Let $c\in\mathbb{R}$. Consider the differential equation: 
  $$\nabla^2\phi-\phi+x=F(\phi-cx),$$
where $\phi:\mathbb{R}^2\to\mathbb{R}$ and $F:\mathbb R\to \mathbb R$
  is some function. If we assume that $\phi\to 0$ for $x,y$ large
  enough, if we fix $x$ and let $y\to\infty$ then $F$ is actually a linear function and $F(z)=-\frac{1}{c}z.$

Is the above true? 
I have tried the following: 
Fix $x$. Let $$\varphi(x)=\lim_{y\to\infty}\phi(x,y).$$ 
Take $y\to\infty$ in both sides of the differential equation then 
$$\nabla^2\varphi(x)+x=F(\varphi(x)-cx).$$
Of course all functions are smooth enough to justify the interchanging of limit sign with $\nabla^2$ and $F$. 
But then I got stuck here. 
EDIT
I just realized I cannot interchange the limit sign with the $\nabla^2$ operator.
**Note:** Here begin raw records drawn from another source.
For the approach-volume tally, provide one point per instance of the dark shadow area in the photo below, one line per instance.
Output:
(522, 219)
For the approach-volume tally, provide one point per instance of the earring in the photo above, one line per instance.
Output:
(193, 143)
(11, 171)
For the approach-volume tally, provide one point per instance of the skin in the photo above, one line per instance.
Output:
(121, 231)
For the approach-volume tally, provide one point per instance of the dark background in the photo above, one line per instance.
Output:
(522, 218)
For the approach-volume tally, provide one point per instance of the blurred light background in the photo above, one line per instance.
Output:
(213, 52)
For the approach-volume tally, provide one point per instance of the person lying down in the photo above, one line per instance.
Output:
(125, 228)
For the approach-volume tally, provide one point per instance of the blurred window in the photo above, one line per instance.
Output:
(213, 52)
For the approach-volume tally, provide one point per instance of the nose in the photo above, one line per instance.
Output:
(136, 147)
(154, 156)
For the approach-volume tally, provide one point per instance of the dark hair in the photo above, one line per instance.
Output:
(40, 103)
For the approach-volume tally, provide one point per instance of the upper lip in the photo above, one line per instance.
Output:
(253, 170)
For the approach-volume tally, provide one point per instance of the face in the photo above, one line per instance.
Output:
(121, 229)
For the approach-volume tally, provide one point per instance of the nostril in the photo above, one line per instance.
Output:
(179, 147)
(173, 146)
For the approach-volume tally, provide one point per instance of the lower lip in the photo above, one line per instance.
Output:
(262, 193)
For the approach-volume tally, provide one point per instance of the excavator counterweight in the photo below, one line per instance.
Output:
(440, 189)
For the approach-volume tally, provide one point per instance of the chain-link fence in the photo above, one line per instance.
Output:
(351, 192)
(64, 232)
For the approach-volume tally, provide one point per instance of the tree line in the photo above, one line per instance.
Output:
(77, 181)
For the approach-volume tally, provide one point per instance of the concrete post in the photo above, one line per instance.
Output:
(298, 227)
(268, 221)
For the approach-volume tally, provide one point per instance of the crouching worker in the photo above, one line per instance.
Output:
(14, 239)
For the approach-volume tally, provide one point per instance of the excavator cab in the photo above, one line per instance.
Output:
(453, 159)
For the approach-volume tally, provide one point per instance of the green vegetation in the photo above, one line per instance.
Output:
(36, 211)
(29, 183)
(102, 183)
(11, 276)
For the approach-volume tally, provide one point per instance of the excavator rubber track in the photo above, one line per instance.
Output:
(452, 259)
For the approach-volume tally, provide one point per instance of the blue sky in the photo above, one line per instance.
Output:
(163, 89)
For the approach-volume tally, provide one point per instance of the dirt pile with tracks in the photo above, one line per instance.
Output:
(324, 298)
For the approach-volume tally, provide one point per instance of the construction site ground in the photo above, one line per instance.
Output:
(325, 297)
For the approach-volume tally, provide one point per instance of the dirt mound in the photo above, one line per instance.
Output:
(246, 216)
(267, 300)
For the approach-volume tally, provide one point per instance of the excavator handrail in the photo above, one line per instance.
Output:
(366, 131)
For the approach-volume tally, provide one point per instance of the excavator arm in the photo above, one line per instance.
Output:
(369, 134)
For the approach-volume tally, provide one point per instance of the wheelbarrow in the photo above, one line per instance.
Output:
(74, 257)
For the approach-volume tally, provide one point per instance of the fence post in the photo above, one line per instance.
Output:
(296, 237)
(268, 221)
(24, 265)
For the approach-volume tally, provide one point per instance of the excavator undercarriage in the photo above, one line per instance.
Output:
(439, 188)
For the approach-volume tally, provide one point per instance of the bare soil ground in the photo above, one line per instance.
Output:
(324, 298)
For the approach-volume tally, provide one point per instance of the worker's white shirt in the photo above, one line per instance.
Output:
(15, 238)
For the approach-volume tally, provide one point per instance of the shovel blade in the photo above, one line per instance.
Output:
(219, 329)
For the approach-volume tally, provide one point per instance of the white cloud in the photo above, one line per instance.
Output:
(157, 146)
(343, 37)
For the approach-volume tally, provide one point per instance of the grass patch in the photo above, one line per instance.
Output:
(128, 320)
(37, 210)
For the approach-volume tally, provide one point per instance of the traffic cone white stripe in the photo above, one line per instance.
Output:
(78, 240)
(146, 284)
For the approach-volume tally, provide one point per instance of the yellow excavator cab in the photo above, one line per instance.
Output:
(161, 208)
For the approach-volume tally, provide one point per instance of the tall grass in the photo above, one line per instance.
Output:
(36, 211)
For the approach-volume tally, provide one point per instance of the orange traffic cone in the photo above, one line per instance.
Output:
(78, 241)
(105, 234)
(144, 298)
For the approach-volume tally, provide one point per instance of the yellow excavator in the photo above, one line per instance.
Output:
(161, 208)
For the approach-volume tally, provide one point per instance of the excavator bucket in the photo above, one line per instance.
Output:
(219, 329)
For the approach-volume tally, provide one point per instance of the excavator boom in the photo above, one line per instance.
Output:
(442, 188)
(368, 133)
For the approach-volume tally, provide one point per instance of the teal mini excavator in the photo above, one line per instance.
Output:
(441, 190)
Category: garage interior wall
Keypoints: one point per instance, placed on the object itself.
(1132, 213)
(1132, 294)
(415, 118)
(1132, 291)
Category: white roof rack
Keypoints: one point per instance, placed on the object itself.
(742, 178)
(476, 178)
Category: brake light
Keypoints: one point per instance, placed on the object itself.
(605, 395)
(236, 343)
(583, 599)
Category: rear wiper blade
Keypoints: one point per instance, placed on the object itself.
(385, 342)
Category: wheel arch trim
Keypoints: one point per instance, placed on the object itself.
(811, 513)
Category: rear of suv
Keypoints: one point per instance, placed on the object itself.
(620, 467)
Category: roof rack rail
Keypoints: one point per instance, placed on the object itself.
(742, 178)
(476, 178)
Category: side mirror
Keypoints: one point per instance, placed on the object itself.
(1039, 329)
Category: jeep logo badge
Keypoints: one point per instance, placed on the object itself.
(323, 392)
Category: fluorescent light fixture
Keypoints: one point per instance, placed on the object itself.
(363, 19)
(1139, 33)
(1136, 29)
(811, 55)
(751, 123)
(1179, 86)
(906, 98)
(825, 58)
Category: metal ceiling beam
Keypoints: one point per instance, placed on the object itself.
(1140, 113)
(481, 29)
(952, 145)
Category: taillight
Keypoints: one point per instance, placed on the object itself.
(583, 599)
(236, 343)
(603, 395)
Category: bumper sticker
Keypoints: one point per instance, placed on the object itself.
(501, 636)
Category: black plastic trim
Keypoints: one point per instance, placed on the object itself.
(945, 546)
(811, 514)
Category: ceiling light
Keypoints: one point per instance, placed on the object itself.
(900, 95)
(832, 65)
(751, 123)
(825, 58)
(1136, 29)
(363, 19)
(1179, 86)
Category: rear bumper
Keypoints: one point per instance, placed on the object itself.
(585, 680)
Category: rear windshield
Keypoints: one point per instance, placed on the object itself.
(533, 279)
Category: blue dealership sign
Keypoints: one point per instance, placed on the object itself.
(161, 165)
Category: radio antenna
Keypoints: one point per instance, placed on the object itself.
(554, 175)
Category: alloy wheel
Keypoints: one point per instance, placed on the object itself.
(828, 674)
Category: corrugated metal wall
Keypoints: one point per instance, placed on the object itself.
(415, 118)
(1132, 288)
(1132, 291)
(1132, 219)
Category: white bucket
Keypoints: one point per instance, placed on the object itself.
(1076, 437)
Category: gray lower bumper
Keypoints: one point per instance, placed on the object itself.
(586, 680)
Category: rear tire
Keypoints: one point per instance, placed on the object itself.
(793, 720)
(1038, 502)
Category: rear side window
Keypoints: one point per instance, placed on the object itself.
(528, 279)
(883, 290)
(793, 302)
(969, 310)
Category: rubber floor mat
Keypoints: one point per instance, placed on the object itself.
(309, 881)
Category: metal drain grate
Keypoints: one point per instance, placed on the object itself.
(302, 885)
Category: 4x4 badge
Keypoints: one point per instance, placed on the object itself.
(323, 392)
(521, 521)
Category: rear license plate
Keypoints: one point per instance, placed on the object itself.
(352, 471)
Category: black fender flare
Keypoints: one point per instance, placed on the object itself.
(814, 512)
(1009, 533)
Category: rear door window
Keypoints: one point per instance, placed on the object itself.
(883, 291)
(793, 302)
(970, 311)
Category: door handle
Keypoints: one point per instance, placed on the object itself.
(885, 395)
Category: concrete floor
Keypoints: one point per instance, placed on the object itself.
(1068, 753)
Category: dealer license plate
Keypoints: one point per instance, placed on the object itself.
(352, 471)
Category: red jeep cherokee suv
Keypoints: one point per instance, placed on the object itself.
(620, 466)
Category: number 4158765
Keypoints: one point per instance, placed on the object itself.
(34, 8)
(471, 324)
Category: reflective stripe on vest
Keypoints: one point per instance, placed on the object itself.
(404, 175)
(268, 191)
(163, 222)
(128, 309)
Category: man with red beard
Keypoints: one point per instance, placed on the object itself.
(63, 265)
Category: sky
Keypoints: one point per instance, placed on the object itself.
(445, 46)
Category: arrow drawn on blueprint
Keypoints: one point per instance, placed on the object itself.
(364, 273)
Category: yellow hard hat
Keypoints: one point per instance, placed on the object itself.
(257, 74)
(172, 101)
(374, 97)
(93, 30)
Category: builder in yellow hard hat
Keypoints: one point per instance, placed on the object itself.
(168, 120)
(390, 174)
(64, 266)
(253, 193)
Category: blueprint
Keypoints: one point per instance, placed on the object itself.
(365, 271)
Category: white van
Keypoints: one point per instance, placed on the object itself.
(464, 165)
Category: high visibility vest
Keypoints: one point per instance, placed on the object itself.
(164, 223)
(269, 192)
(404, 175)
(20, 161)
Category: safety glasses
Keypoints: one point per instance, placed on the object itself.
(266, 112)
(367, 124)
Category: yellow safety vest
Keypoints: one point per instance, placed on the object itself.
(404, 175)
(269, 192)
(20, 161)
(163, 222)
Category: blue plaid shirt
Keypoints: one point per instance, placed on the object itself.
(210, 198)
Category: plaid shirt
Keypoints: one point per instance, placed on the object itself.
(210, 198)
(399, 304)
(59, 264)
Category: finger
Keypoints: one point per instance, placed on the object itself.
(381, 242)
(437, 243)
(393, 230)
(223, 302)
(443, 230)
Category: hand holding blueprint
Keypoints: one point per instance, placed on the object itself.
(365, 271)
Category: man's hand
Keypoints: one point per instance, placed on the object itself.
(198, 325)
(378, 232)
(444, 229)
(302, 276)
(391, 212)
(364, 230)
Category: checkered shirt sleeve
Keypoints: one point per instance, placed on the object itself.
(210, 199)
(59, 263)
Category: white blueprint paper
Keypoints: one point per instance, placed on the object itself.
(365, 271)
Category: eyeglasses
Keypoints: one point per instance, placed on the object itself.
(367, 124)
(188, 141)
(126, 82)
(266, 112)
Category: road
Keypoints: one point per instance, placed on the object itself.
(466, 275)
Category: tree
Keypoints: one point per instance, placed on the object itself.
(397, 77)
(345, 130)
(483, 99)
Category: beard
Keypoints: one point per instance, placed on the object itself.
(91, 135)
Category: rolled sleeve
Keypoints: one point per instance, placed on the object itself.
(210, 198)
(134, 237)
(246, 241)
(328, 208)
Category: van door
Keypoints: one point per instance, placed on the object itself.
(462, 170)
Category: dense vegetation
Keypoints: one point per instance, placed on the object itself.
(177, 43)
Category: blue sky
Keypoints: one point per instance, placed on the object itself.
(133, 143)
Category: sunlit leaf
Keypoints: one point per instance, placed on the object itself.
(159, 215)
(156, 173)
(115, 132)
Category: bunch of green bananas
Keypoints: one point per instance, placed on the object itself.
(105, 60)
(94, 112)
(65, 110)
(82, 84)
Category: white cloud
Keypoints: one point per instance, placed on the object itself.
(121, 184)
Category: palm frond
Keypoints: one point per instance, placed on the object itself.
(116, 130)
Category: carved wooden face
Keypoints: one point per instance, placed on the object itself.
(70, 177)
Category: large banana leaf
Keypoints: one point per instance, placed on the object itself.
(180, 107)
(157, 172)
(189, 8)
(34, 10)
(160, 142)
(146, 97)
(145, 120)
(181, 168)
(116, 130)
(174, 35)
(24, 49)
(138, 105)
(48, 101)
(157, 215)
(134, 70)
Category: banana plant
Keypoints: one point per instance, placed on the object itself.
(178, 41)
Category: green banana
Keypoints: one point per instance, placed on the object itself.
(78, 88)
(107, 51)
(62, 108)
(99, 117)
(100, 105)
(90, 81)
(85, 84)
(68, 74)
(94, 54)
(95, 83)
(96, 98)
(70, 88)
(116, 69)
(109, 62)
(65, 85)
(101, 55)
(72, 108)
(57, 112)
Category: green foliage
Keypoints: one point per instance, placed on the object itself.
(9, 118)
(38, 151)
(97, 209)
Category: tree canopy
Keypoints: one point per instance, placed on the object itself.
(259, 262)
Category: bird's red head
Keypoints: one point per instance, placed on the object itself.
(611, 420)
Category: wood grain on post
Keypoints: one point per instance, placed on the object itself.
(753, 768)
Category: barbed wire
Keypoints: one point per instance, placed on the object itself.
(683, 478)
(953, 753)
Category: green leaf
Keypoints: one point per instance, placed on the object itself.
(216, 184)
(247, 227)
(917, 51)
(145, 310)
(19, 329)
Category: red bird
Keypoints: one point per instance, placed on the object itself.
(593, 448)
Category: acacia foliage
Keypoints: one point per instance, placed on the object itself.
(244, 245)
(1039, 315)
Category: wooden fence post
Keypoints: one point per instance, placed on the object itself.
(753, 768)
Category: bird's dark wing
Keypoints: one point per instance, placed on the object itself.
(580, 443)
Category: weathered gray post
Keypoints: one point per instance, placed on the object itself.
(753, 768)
An easy counter example for this is in a comment in the first answer to the question. So actually we are left with:
$$ \lim_{y\to\infty}\nabla^2\phi(x,y)+x=F(-cx), $$
so $F$ is not necessarily linear?
 A: What I would do is to multiply both sides by $\psi(x,y)$, where $\psi(x,y)$ is a compactly supported, smooth, bump function.  Use integration by parts twice on the term involving $\nabla^2$.  Now choose a suitable sequence of such functions $\psi_n(x,y)$, where the support goes to infinity in the $y$ direction as $n \to \infty$, and where the suppose in the $x$ direction stays the same.  Use the Lebesgue dominated convergence theorem to justify taking the limits under the integral sign.
To give more detail, let $\psi_n(x,y) = \theta_1(x) \theta_2(y-y_n)$ where $\theta_1$ and $\theta_2$ are smooth, compactly supported, bump functions.  Performing the operation above, we get
$$ 0 = \int\int (\theta_1''(x)\theta_2(y-y_n) + \theta_1(x)\theta_2''(y-y_n) + \theta_1(x)\theta_2(y-y_n)) \phi(x,y) + \theta_1(x)\theta_2(y-y_n) x - \theta_1(x)\theta_2(y-y_n) F(\phi(x,y) -cx) \, dx \, dy \\= \int\int (\theta_1''(x)\theta_2(y) + \theta_1(x)\theta_2''(y) + \theta_1(x)\theta_2(y)) \phi(x,y+y_n) + \theta_1(x)\theta_2(y) x - \theta_1(x)\theta_2(y) F(\phi(x,y+y_n) -cx) \, dx \, dy.$$
Let $y_n \to \infty$ and use Lebesgue dominated convergence.  We will add an extra hypothesis that F is continuous.  Then we get
$$ 0 = \int\int \theta_1(x)\theta_2(y) x - \theta_1(x)\theta_2(y) F(-cx) \, dx \, dy = \int \theta_2(y) \, dy \int \theta_1(x)( x -  F(-cx)) \, dx .$$
Since $\theta_1$ can be chosen arbitrarily, it follows that
$$ F(-cx) = x .$$
I do wonder if one can do without the hypothesis that $F$ is continuous.
Added later: Suppose we don't know if $F$ is continuous, but we do know that $\phi$ is $C^2$.  I have some incomplete ideas about this.  For example, suppose that for some $x^*$ that the function $y \mapsto f_{x^*}(y) = \phi(x^*,y)$ has a root $y^*$ such that $f_{x^*}(y^*) = 0$ and $f_{x^*}'(y^*) \ne 0$.  Then looking at a set $\{x^*\}\times(y^*-\epsilon,y^*+\epsilon)$ for $\epsilon>0$ small enough, and looking that the differential equation, we can see that $F$ has to be continuous in a neighborhood of $x^*$.
But there are many other cases to consider, and you can see that it quickly becomes a mess.